Can’t hold back the rising tide
By Robert Gottliebsen
Business Spectator – 1 July 2009
With Wall Street jittery last night over a looming fall in consumer confidence, I decided this morning to go down to what I believe will be the engine room of the American consumer confidence for the remainder of 2009 – the US mortgage collection business.
I located an old American friend who has been in the US mortgage business for two decades and he warned that there could be a few unpleasant surprises ahead in the US. I suspect it’s these surprises that are making consumers jittery – and more seriously, they are not expected by Wall Street.
But first, let’s go back. The current crisis was not just about sub-prime loans. Americans were funding their consumer spending by increasing their mortgages and spending the equity in their homes.

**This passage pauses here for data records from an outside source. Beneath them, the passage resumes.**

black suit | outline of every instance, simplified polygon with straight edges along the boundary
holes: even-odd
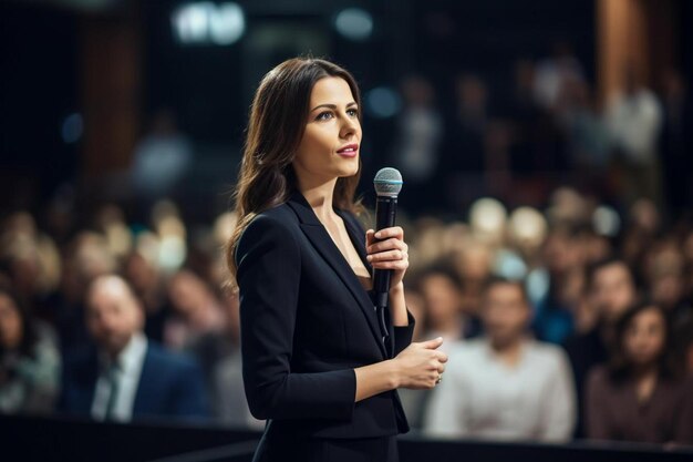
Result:
[[[363,229],[337,212],[370,269]],[[324,459],[313,443],[408,431],[396,391],[354,403],[353,369],[406,348],[414,319],[389,320],[384,345],[369,292],[300,193],[248,225],[236,261],[246,397],[256,418],[269,419],[257,460],[271,460],[272,446],[289,460],[299,442],[304,460]]]

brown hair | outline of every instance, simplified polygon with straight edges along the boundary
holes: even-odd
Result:
[[[361,107],[354,78],[339,65],[314,58],[282,62],[262,78],[255,93],[234,195],[238,224],[226,247],[231,279],[236,276],[236,246],[248,224],[259,213],[285,203],[297,186],[292,162],[306,130],[310,94],[316,82],[328,76],[344,79]],[[335,207],[360,211],[354,203],[360,173],[361,161],[355,175],[338,178],[333,198]]]
[[[632,363],[625,352],[625,336],[635,318],[644,311],[654,310],[664,322],[664,345],[658,358],[659,374],[664,378],[679,378],[682,373],[682,365],[673,343],[671,318],[662,307],[643,299],[631,306],[619,319],[616,326],[616,339],[612,345],[611,357],[608,362],[609,377],[613,382],[627,380],[632,372]]]

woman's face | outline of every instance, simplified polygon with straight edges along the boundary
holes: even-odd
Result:
[[[0,295],[0,345],[8,350],[22,341],[22,320],[12,299]]]
[[[308,122],[293,168],[303,187],[359,171],[359,107],[345,80],[324,78],[310,94]]]
[[[634,366],[651,365],[662,353],[665,336],[666,327],[662,314],[656,309],[641,311],[625,330],[625,356]]]

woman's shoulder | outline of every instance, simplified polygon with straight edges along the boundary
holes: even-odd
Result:
[[[287,230],[298,224],[298,218],[291,207],[287,203],[279,204],[275,207],[257,214],[246,226],[244,234],[249,229],[258,228],[279,228]]]
[[[287,204],[268,208],[246,225],[238,239],[237,253],[259,242],[290,243],[298,227],[298,218]]]

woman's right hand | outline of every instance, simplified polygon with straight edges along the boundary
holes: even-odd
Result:
[[[397,383],[401,388],[414,390],[431,389],[436,386],[445,370],[447,355],[437,351],[443,338],[410,343],[392,361],[396,365]]]

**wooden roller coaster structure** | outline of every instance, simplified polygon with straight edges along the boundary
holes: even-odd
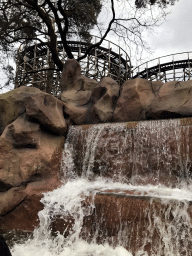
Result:
[[[95,42],[98,39],[94,37]],[[82,56],[89,47],[85,42],[68,41],[76,57]],[[61,42],[58,52],[63,62],[67,59]],[[82,74],[99,81],[109,76],[120,85],[127,79],[144,78],[151,81],[187,81],[192,79],[192,52],[170,54],[149,60],[135,68],[131,65],[128,54],[118,45],[104,40],[103,44],[93,49],[80,61]],[[15,88],[22,85],[34,86],[57,96],[60,93],[61,72],[51,58],[49,48],[44,44],[35,44],[18,51]]]
[[[181,52],[147,61],[132,70],[132,79],[188,81],[192,79],[192,52]]]
[[[95,37],[95,41],[96,41]],[[88,48],[85,42],[68,41],[74,56],[80,57]],[[63,62],[67,59],[61,42],[57,49]],[[52,94],[60,93],[59,84],[61,72],[51,58],[49,48],[42,44],[19,49],[17,55],[15,88],[27,85],[46,91],[52,85]],[[89,55],[80,61],[82,74],[99,81],[109,76],[122,84],[131,76],[131,63],[128,54],[118,45],[104,40],[103,44],[93,49]]]

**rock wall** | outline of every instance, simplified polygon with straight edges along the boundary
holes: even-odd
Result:
[[[38,224],[42,193],[61,182],[69,125],[192,116],[192,81],[163,84],[137,78],[120,87],[110,77],[97,82],[82,76],[79,64],[68,60],[61,85],[59,99],[32,87],[0,95],[2,230],[33,230]]]
[[[58,176],[67,124],[63,102],[37,88],[0,95],[0,229],[33,230],[42,193]]]

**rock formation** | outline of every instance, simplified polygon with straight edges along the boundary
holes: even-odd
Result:
[[[37,88],[0,95],[0,228],[33,230],[42,192],[60,185],[63,103]]]
[[[105,131],[99,139],[93,174],[107,178],[115,176],[117,180],[121,174],[125,179],[130,180],[132,177],[133,180],[132,172],[136,170],[134,181],[137,184],[161,182],[174,186],[180,179],[184,157],[189,155],[188,159],[191,161],[191,150],[186,152],[183,146],[188,143],[186,133],[189,141],[191,138],[191,120],[179,120],[179,128],[171,126],[169,138],[165,138],[164,130],[158,128],[155,133],[154,127],[150,130],[144,124],[141,124],[140,132],[133,133],[140,120],[190,116],[192,81],[163,84],[160,81],[152,82],[137,78],[126,81],[120,87],[109,77],[97,82],[82,76],[80,66],[75,60],[67,61],[64,66],[60,99],[31,87],[20,87],[0,95],[0,230],[32,231],[38,224],[37,213],[43,207],[40,202],[42,193],[61,184],[59,169],[68,125],[135,121],[125,125],[130,128],[130,132],[122,132],[121,139],[116,137],[119,130],[114,131],[114,136],[108,144],[109,135],[108,131]],[[89,128],[91,129],[91,126],[83,126],[85,133]],[[177,143],[176,128],[180,136],[177,136]],[[149,134],[151,137],[147,140]],[[141,145],[138,140],[142,136],[144,140]],[[74,146],[74,149],[77,149],[75,165],[79,172],[79,167],[82,167],[81,140],[85,138],[86,135],[80,139],[76,138]],[[138,141],[135,147],[133,139]],[[168,143],[168,146],[162,148],[162,141]],[[107,161],[104,145],[109,149]],[[181,145],[179,149],[178,145]],[[140,151],[140,146],[146,149],[144,153]],[[119,151],[123,148],[125,153],[120,156]],[[163,153],[160,155],[159,152]],[[168,163],[167,152],[171,154],[172,162]],[[167,169],[163,168],[164,163],[168,163],[171,168],[169,175]],[[100,164],[105,168],[99,168]],[[191,166],[189,173],[190,170]],[[157,173],[158,181],[154,178]],[[98,209],[108,200],[112,199],[97,195]],[[115,208],[114,201],[111,205]],[[112,216],[113,218],[115,217]],[[54,225],[53,232],[60,224]],[[106,225],[111,230],[112,237],[111,223]]]

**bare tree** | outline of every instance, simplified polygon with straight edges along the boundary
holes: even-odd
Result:
[[[0,50],[9,54],[18,43],[29,46],[39,41],[50,49],[53,62],[62,71],[64,63],[57,50],[59,40],[69,59],[74,58],[69,38],[89,43],[85,54],[77,61],[86,58],[109,35],[122,39],[128,47],[133,43],[146,48],[143,31],[156,26],[166,15],[167,5],[175,1],[1,0]],[[100,33],[100,40],[95,44],[90,43],[93,29]]]

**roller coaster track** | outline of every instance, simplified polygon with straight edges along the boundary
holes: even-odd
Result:
[[[154,65],[155,62],[156,65]],[[137,77],[164,82],[190,80],[192,78],[192,52],[166,55],[145,62],[132,70],[132,78]]]
[[[82,56],[89,45],[85,42],[68,41],[75,57]],[[112,49],[113,48],[113,49]],[[67,59],[61,42],[57,49],[63,61]],[[104,44],[93,49],[89,55],[80,61],[82,74],[87,77],[100,80],[104,76],[110,76],[119,84],[130,78],[130,59],[127,53],[118,45],[105,40]],[[52,83],[55,89],[53,94],[59,93],[61,72],[52,61],[51,53],[44,44],[36,44],[20,49],[17,59],[16,86],[30,85],[41,90],[46,90],[48,83]]]

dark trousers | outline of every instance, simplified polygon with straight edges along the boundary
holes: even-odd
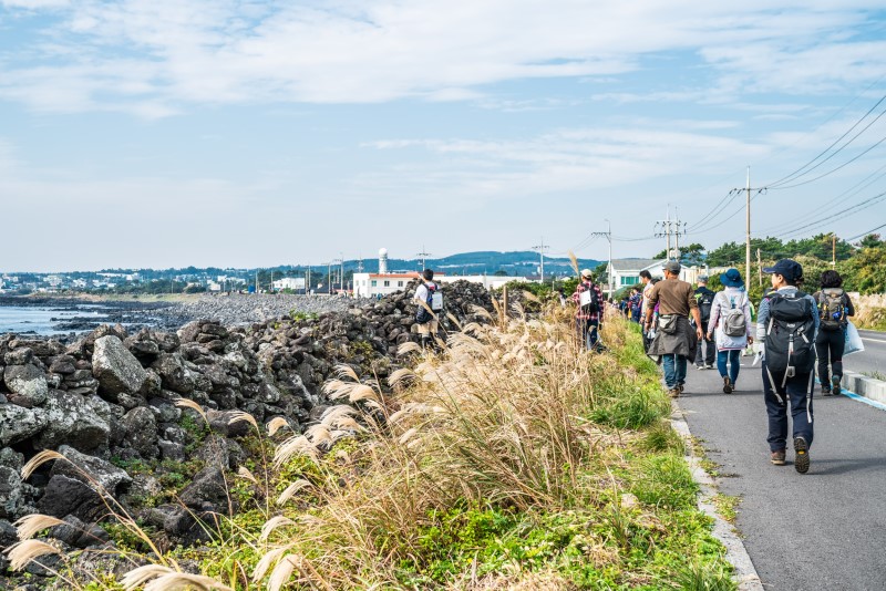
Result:
[[[822,383],[822,387],[831,387],[831,379],[827,374],[828,359],[834,377],[843,377],[843,351],[845,349],[846,333],[844,331],[818,330],[818,336],[815,338],[815,353],[818,355],[818,381]]]
[[[813,373],[799,373],[782,386],[783,373],[770,374],[763,360],[763,400],[769,415],[769,448],[779,452],[787,444],[787,404],[794,423],[794,437],[803,437],[812,446],[812,385]],[[790,401],[789,401],[790,398]]]
[[[699,341],[699,348],[696,351],[696,365],[713,365],[717,361],[717,348],[713,344],[713,339],[708,340],[708,323],[701,323],[702,338]]]
[[[598,320],[583,320],[575,321],[576,329],[578,330],[578,339],[585,345],[585,349],[593,351],[597,346],[597,326]]]

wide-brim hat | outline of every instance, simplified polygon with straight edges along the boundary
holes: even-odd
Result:
[[[803,277],[803,266],[795,260],[782,259],[772,267],[765,267],[764,273],[777,273],[789,281],[795,281]]]
[[[730,269],[724,273],[720,274],[720,282],[728,288],[742,288],[744,287],[744,281],[741,278],[741,273],[738,269]]]

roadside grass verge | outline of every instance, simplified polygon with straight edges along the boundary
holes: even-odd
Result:
[[[230,589],[734,589],[639,334],[610,319],[588,354],[563,311],[515,312],[390,390],[341,367],[326,391],[348,404],[303,435],[255,425],[274,460],[231,477],[243,510],[128,581],[192,564]]]

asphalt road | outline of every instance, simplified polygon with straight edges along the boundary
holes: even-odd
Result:
[[[886,338],[847,357],[884,367]],[[769,462],[760,366],[742,357],[738,391],[717,370],[689,366],[679,400],[692,434],[721,466],[723,494],[741,497],[736,528],[767,590],[886,589],[886,412],[846,396],[813,398],[815,438],[805,475]],[[873,367],[873,369],[863,369]]]
[[[858,331],[858,334],[865,350],[848,355],[843,360],[843,366],[853,372],[886,379],[886,332]]]

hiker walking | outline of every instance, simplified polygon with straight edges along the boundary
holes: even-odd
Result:
[[[818,303],[818,335],[815,352],[818,355],[818,382],[825,396],[841,393],[843,377],[843,351],[846,346],[848,317],[855,315],[852,300],[843,291],[843,278],[836,271],[822,273],[822,290],[813,297]],[[827,361],[831,360],[833,375],[828,379]]]
[[[440,328],[439,313],[443,311],[443,294],[440,292],[440,286],[434,283],[434,271],[431,269],[422,271],[419,279],[421,282],[413,297],[418,303],[415,322],[419,324],[422,349],[426,350],[433,344]]]
[[[594,283],[590,269],[581,270],[581,279],[573,293],[576,304],[575,324],[578,339],[585,349],[597,348],[598,331],[602,322],[602,291]]]
[[[708,329],[711,320],[711,308],[713,307],[714,292],[708,289],[708,276],[699,276],[699,287],[696,288],[696,301],[699,303],[699,315],[701,315],[701,332],[705,335],[699,342],[699,350],[696,353],[696,367],[699,370],[713,370],[714,345],[708,336],[712,330]]]
[[[701,317],[692,286],[680,280],[680,263],[676,260],[664,265],[664,280],[656,283],[649,292],[647,332],[652,330],[652,313],[657,304],[658,328],[647,353],[662,357],[668,395],[676,398],[683,392],[687,360],[696,359],[696,346],[702,338]],[[694,331],[689,324],[690,314],[696,321]]]
[[[769,415],[770,460],[785,463],[787,404],[793,419],[794,468],[810,469],[813,435],[812,388],[818,312],[815,299],[797,288],[803,267],[782,259],[763,269],[772,273],[772,291],[760,302],[756,340],[763,346],[763,398]]]
[[[738,269],[722,273],[720,282],[723,291],[717,292],[713,298],[707,336],[708,341],[717,341],[717,369],[723,379],[723,393],[732,394],[739,379],[741,354],[749,343],[754,342],[751,335],[751,301]]]

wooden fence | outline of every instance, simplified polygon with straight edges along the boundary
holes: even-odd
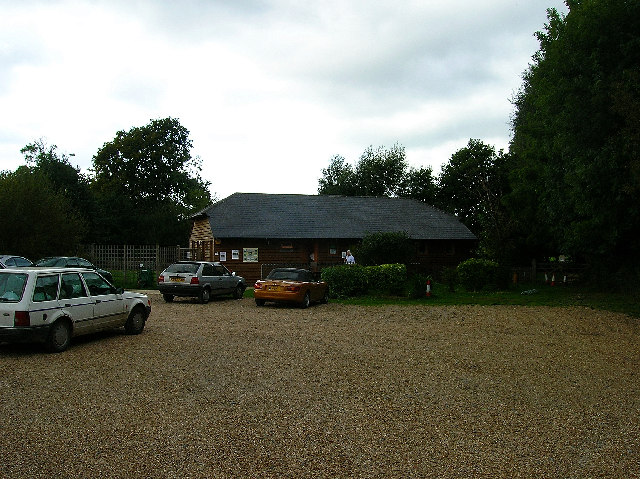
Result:
[[[99,268],[122,271],[124,277],[137,275],[141,270],[159,273],[171,263],[195,258],[189,248],[160,245],[82,245],[78,256],[88,259]]]

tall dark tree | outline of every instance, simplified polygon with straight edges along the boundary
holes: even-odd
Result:
[[[640,3],[567,5],[548,11],[514,100],[509,202],[523,235],[556,253],[638,264]]]
[[[33,261],[75,253],[84,223],[61,193],[39,170],[26,166],[0,173],[0,251]]]
[[[211,203],[189,131],[177,119],[119,131],[93,158],[100,241],[183,244],[189,213]]]
[[[509,220],[502,198],[508,191],[504,153],[471,139],[442,167],[436,204],[478,236],[484,256],[505,262]]]
[[[30,170],[46,176],[51,187],[68,200],[69,208],[87,226],[84,231],[90,236],[95,201],[87,175],[71,164],[70,155],[59,152],[56,145],[48,145],[42,139],[29,143],[20,152]]]

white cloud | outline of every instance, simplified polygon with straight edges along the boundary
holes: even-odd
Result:
[[[0,0],[0,169],[44,137],[83,168],[179,118],[212,190],[315,193],[335,154],[505,148],[547,5],[525,0]],[[564,11],[561,0],[549,5]]]

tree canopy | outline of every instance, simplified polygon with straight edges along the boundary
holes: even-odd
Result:
[[[331,158],[318,180],[321,195],[401,196],[431,201],[435,184],[430,168],[410,168],[403,146],[368,147],[355,167],[344,157]]]
[[[211,203],[191,148],[189,131],[174,118],[119,131],[105,143],[93,158],[101,217],[96,241],[184,241],[188,214]]]

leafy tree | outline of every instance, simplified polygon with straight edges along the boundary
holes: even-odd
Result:
[[[405,232],[371,233],[354,249],[363,265],[407,264],[415,254],[414,242]]]
[[[71,254],[84,233],[84,224],[71,201],[42,171],[26,166],[0,173],[0,251],[34,261]]]
[[[101,241],[183,243],[189,213],[211,203],[201,160],[177,119],[119,131],[93,158]]]
[[[556,252],[638,264],[640,3],[567,5],[548,10],[514,100],[510,205]]]
[[[318,180],[318,193],[321,195],[356,196],[358,186],[351,165],[344,157],[335,155],[329,166],[322,170],[322,178]]]
[[[398,196],[435,204],[438,185],[433,170],[428,168],[409,168],[398,188]]]
[[[407,197],[432,201],[435,182],[430,168],[409,168],[403,146],[367,148],[355,167],[342,156],[331,159],[318,180],[321,195]]]
[[[355,171],[360,196],[397,196],[406,169],[403,146],[367,148]]]

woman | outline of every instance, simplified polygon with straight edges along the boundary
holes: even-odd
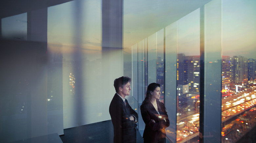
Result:
[[[159,101],[160,85],[148,85],[146,98],[140,106],[141,116],[146,126],[142,138],[144,143],[164,143],[165,128],[170,125],[163,103]]]

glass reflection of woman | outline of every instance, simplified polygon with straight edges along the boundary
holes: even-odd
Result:
[[[141,116],[146,126],[142,138],[144,143],[164,143],[166,134],[165,128],[170,122],[163,103],[159,101],[160,85],[149,84],[146,98],[140,106]]]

When the sub-prime crunch came there was simply not the expertise on the ground to handle the avalanche of distressed mortgages because no-one anticipated the high level of distressed mortgages.
Without such expertise to handle problem loans, the banks simply foreclosed, sold the houses and took huge losses. As they drove the housing market down by about 20 or 30 per cent in most areas, they triggered negative equity in the loans of a vast number of people. These people had often either lost jobs or had lower income. And the bank panic-selling in some regions drove house prices down to crazy levels; in areas like inner Detroit you can now buy a liveable house for around $US10,000.
Gradually, the banks and other lenders woke up to the fact that simply selling houses and driving down prices meant that they were triggering a much wider crisis. The government came in with temporary handouts to enable foreclosure moratoriums and local administrations took decisions to temporally curb foreclosures.
At the same time, the lower house prices allowed long-term investors into the market on a basis where rent covered interest costs. So in the US housing market at moment, there is some stability. And that stability is contributing to the ‘green shoots’ we are seeing in the US economy.
But behind that stability is a secondary wave of problems that is building – and those involved are becoming apprehensive.
My friend is in the business of managing distressed mortgages and he tells me that there is a rising tide of temporary moratoriums building up that could become foreclosures in coming months.
Some of the problem moratorium loans are held by banks that have deliberately held back on foreclosures; some of the moratoriums were as a result of government rules delaying foreclosures. Others have festered because the overworked processors have not got around to looking at the problems. But later this calendar year or early in 2010, a lot of the moratoriums will end and the level of foreclosures will rise.
The lenders are getting around to as many distressed situations as they can and are looking to cut a deal to keep the people in their houses. But the resources of those undertaking these deals are stretched so potentially, a lot of new foreclosures are ahead.
Because we are looking at an enormous country-wide problem, the way it is handled will govern US consumer confidence, retail spending and ultimately, the level of shares on Wall Street.